# [2008] El Dorado Royale A Spa Resort



## kitchenguy (Jan 6, 2008)

Has anyone rented or owned a TS at Eldorado Royale (or El Dorado Royale ) in the Mayan Riviera in Mexico? We've stayed at this resort before and are looking at it for a TS but would like to chat with anyone who is currently an owner or has rented (via exchange or otherwise) to see how the all-inclusive features are handled. There are quite a few listed for sale around the web, but some look too good to be true for this truly 5-star resort.


----------



## naudette (Jan 7, 2008)

Hi,

We've been 2 times in 2007 and are owners at the Presidential level.  I'll be glad to help in any way.

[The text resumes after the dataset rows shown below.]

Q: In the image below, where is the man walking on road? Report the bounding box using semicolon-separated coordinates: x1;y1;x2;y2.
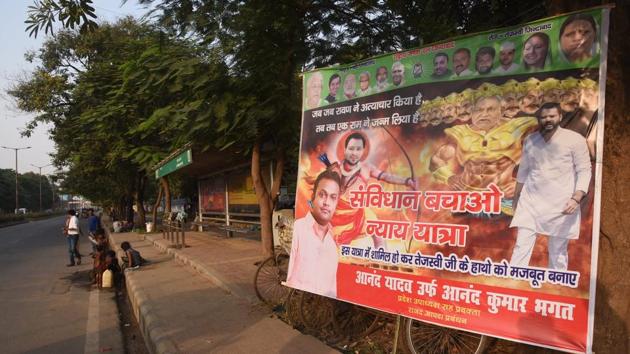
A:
88;208;100;252
64;209;81;267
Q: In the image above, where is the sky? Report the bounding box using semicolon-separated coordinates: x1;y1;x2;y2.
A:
0;0;146;174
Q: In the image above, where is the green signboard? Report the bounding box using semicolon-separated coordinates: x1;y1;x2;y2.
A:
155;149;192;179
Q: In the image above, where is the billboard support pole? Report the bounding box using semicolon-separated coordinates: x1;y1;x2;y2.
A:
392;315;400;354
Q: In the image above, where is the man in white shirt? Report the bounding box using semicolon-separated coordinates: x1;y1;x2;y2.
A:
510;102;591;270
286;170;341;298
64;209;81;267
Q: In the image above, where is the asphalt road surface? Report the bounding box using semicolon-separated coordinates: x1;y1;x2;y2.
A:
0;217;123;353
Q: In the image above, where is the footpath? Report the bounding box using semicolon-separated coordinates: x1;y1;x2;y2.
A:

Keep in mind that Exotic Travel Club is treated like a red-headed step-child here on tug by some members, not all because it's not a traditional timeshare.  We've owned both.

Ask away...

Nancy


----------



## Blondie (Jan 7, 2008)

This resort is ALWAYS available for exchange with even the weakest trader or on last call vactions for next to nothing. Therefore, if you can exchange/rent in via RCI and pay the AI for somewhere between $3-4K why bother paying what must be a pricey sum to own? It hardly makes sense considering you will be an owner for a very long time and life and its circumstances change. This resort wiil have very little trade power because of the AI fees as evidenced by its ready avialibility everywhere. It does sound wonderful though and I am considering it for winter 2009. My $350 SA trader has been seeing it available as an exchange for months. Paying the AI fee gives me pause and we are considering the Palace resorts as well...


----------



## naudette (Jan 7, 2008)

Hey Blondie,

Since you're possibly considering going there in 2009 here is some info.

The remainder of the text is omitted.